To help understand my definition of ethical tourism, I’ve broken it down into 4 categories: research, observation, integration and growth.
The very base of it all. The core. The anchor. Before knowledge can be gained, research has to be done and research can take a long time. It’s not always done in textbooks. It can be done in the field. I think it’s pretty safe to say everyone will prepare for a trip. We’ll research the weather, what there is to do, where to stay, what we should bring, etc. So it shouldn’t come as total shock that we should also do some research on the culture, history and beliefs before we head somewhere.

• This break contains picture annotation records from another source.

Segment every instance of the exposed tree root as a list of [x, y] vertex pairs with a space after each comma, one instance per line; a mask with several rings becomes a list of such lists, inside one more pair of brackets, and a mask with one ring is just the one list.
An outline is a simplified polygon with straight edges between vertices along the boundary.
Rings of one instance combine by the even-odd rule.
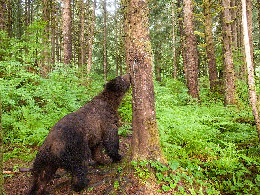
[[88, 187], [96, 187], [101, 185], [105, 182], [110, 181], [112, 179], [112, 178], [111, 177], [105, 177], [103, 178], [102, 180], [98, 182], [90, 184]]
[[108, 195], [112, 191], [113, 187], [114, 187], [114, 183], [116, 181], [118, 182], [119, 186], [117, 187], [117, 192], [119, 194], [128, 194], [125, 190], [125, 188], [128, 183], [131, 183], [133, 185], [131, 180], [126, 176], [124, 176], [121, 177], [120, 175], [120, 173], [118, 172], [116, 174], [116, 177], [112, 180], [113, 182], [105, 190], [103, 195]]

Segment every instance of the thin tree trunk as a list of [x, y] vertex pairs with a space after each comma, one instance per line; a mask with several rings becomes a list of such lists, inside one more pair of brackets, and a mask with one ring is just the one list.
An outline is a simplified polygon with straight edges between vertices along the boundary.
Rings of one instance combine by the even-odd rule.
[[[58, 19], [58, 11], [57, 10], [56, 12], [55, 15], [56, 16], [56, 18]], [[59, 30], [60, 28], [59, 26], [59, 24], [58, 23], [57, 21], [57, 28], [56, 32], [56, 60], [58, 63], [60, 63], [60, 55], [59, 55], [59, 34], [58, 31]]]
[[252, 2], [251, 0], [246, 0], [246, 18], [247, 19], [247, 26], [248, 35], [249, 36], [249, 44], [250, 46], [250, 55], [251, 61], [254, 68], [254, 74], [255, 76], [255, 71], [254, 65], [254, 48], [253, 45], [253, 25], [252, 22]]
[[231, 0], [230, 6], [233, 8], [230, 9], [231, 19], [233, 21], [231, 24], [231, 30], [232, 31], [232, 42], [236, 49], [237, 48], [237, 20], [236, 12], [236, 0]]
[[[129, 4], [129, 0], [127, 0], [126, 3], [127, 5]], [[129, 35], [128, 34], [128, 30], [129, 29], [129, 8], [124, 8], [124, 32], [125, 33], [125, 61], [126, 69], [127, 72], [129, 72], [129, 47], [130, 43], [129, 42]]]
[[172, 77], [177, 78], [177, 72], [176, 68], [176, 53], [175, 51], [175, 33], [174, 26], [175, 26], [175, 21], [174, 16], [174, 0], [172, 2], [172, 49], [173, 50], [173, 74]]
[[257, 101], [254, 78], [254, 68], [251, 57], [250, 44], [249, 38], [248, 31], [247, 20], [247, 10], [246, 8], [246, 0], [242, 0], [242, 23], [243, 25], [243, 32], [244, 34], [244, 44], [246, 52], [246, 58], [247, 69], [247, 80], [248, 87], [250, 94], [251, 105], [253, 115], [255, 118], [258, 139], [260, 143], [260, 108]]
[[42, 9], [42, 19], [46, 23], [44, 27], [42, 38], [42, 49], [41, 60], [41, 75], [46, 77], [50, 72], [50, 53], [49, 52], [49, 46], [50, 31], [50, 13], [49, 0], [44, 0], [43, 2], [43, 8]]
[[63, 0], [63, 57], [64, 63], [70, 64], [72, 58], [71, 4], [70, 0]]
[[94, 25], [95, 24], [95, 12], [96, 0], [94, 0], [93, 9], [92, 10], [92, 18], [91, 20], [91, 27], [90, 29], [90, 38], [89, 42], [88, 57], [88, 74], [91, 73], [91, 63], [92, 58], [92, 50], [93, 46], [93, 38], [94, 37]]
[[[85, 4], [83, 0], [79, 0], [79, 5], [80, 11], [79, 12], [79, 68], [83, 68], [83, 64], [84, 57], [85, 54], [85, 46], [84, 44], [84, 38], [85, 35]], [[83, 72], [81, 70], [81, 73]]]
[[90, 0], [87, 0], [88, 6], [87, 8], [87, 13], [88, 16], [87, 18], [87, 37], [86, 38], [86, 45], [85, 45], [85, 57], [84, 57], [84, 64], [86, 64], [88, 62], [88, 52], [89, 51], [89, 3]]
[[[193, 3], [191, 0], [183, 1], [183, 21], [186, 36], [186, 51], [189, 93], [200, 102], [198, 85], [197, 55], [196, 38], [194, 33], [192, 20]], [[196, 57], [197, 56], [197, 57]]]
[[3, 31], [5, 28], [5, 0], [0, 0], [0, 30]]
[[107, 13], [106, 11], [106, 0], [104, 0], [104, 80], [106, 82], [107, 64]]
[[[75, 1], [73, 0], [73, 6], [72, 7], [72, 29], [73, 33], [73, 64], [74, 66], [76, 65], [76, 35], [75, 32]], [[80, 28], [81, 23], [79, 24], [79, 28]], [[79, 31], [80, 31], [80, 29], [79, 29]], [[79, 33], [79, 34], [80, 33]], [[79, 58], [81, 58], [80, 56], [79, 56]]]
[[22, 23], [21, 21], [21, 17], [22, 15], [21, 0], [18, 0], [18, 3], [17, 21], [18, 23], [18, 29], [17, 37], [18, 39], [21, 40], [22, 38], [22, 27], [21, 26], [21, 24]]
[[147, 2], [130, 0], [129, 62], [133, 101], [131, 158], [159, 160], [159, 142]]
[[[181, 8], [181, 3], [180, 0], [177, 0], [177, 3], [178, 4], [178, 9]], [[178, 12], [178, 18], [179, 19], [181, 18], [181, 12], [180, 10], [179, 10]], [[181, 20], [179, 20], [179, 25], [180, 26], [180, 36], [181, 38], [180, 39], [181, 42], [181, 55], [182, 56], [182, 62], [183, 63], [183, 69], [184, 72], [184, 76], [185, 77], [185, 80], [186, 81], [186, 84], [187, 83], [187, 63], [186, 60], [186, 54], [185, 53], [185, 39], [183, 35], [183, 28], [182, 26], [182, 21]]]
[[236, 104], [238, 101], [238, 96], [235, 86], [233, 64], [230, 0], [222, 0], [221, 6], [224, 9], [221, 15], [221, 20], [223, 36], [222, 51], [224, 77], [224, 105], [225, 106], [229, 104]]
[[[121, 28], [120, 28], [121, 29]], [[121, 33], [120, 33], [121, 34]], [[119, 68], [120, 70], [120, 76], [123, 75], [122, 73], [122, 47], [123, 47], [122, 43], [122, 36], [120, 35], [119, 36]]]
[[260, 46], [260, 0], [257, 0], [257, 9], [258, 10], [258, 29], [259, 32], [259, 39], [258, 45]]
[[2, 102], [0, 97], [0, 194], [4, 194], [3, 187], [3, 129], [1, 125], [1, 114], [2, 113]]
[[55, 26], [56, 2], [54, 2], [51, 5], [51, 63], [55, 63]]
[[[207, 53], [207, 62], [209, 67], [209, 85], [212, 91], [216, 89], [220, 82], [218, 81], [218, 71], [216, 64], [214, 41], [212, 32], [212, 18], [211, 16], [211, 8], [210, 5], [211, 1], [205, 0], [204, 5], [204, 15], [205, 16], [205, 42], [206, 44], [206, 51]], [[205, 75], [206, 73], [205, 73]]]
[[11, 16], [11, 0], [7, 0], [7, 36], [12, 37], [11, 30], [12, 28], [12, 21]]
[[115, 5], [115, 39], [116, 41], [116, 76], [118, 76], [118, 57], [117, 48], [117, 18], [116, 18], [116, 12], [117, 11], [116, 9], [116, 0], [115, 0], [114, 1]]

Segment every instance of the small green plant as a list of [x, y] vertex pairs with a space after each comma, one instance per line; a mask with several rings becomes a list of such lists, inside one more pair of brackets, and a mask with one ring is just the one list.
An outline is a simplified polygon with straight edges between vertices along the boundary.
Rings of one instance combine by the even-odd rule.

For e.g. I traveled to Cambodia in the spring of 2016. I knew a bit about the country’s religious beliefs and spirituality. I’d been warned by everyone I knew who had traveled to SE Asia to bring a pair of pants and something to cover my shoulders if I was planning on visiting temples. I assumed this was common knowledge but I was shocked to see so many booty shorts and spaghetti straps at the temples. Hearing people complain and get angry because they weren’t allowed into certain temples made me wonder if they had done any research at all or if they just assumed these rules were suggestions.
Preparation and research lead to knowledge but it’s never just black and white. There’s a lot more involved, leading me to my next point…
A recurring theme throughout this blog is perspective. We’re allowed to change our minds. More than once even. Reason being, we change with time. We see. We do. We grow. We learn. We know. Slow travel allows a more in depth observation of our surroundings. What time does the city wake up? Where do they go for coffee? What happens on Friday Night? Saturday day? Sunday morning? By observing we are slowly connecting the dots. Our knowledge and understanding grows making it easier to proceed to the next step…
After observing, slowly we make our way toward integration. If we’ve done our homework right up to this point, if we’ve done the research, saw with our own eyes, hands should be held out toward us, inviting us to integrate into the community. We might’ve made mistakes along the way and that’s ok. We are human after all. Integrating doesn’t mean abandoning our beliefs – of course not. I find it is more in line with enlightenment. Stories heard now make us feel a certain way; we’re able to try and put ourselves in someone else’s shoes making us reach a higher level of understanding.
A certain level of trust at this stage will have taken place where we are able to share stories, share ideas and collectively grow. The beauty in traveling, and why so many travelers will say you can’t put a price on it, is for its experiences. For the knowledge gained. It’s the one investment you can make where you’re guaranteed a return. A trip will forever change you. It is impossible to return home the same person you were before. We can only grow; by what we see; witnessing diversity. By knowing that we don’t know it all.
A mind that is stretched by a new experience can never go back to its old dimensions
-Olivier Wendell Holmes
I want to see and try new things. I might not like them all. But at least I’ve tried. I want to learn. I want to observe. I want to see how they “do”. Once barriers are down, a connection can be made and it allows growth. Hearts and minds are widened.
Now that’s what ethical travel means to me.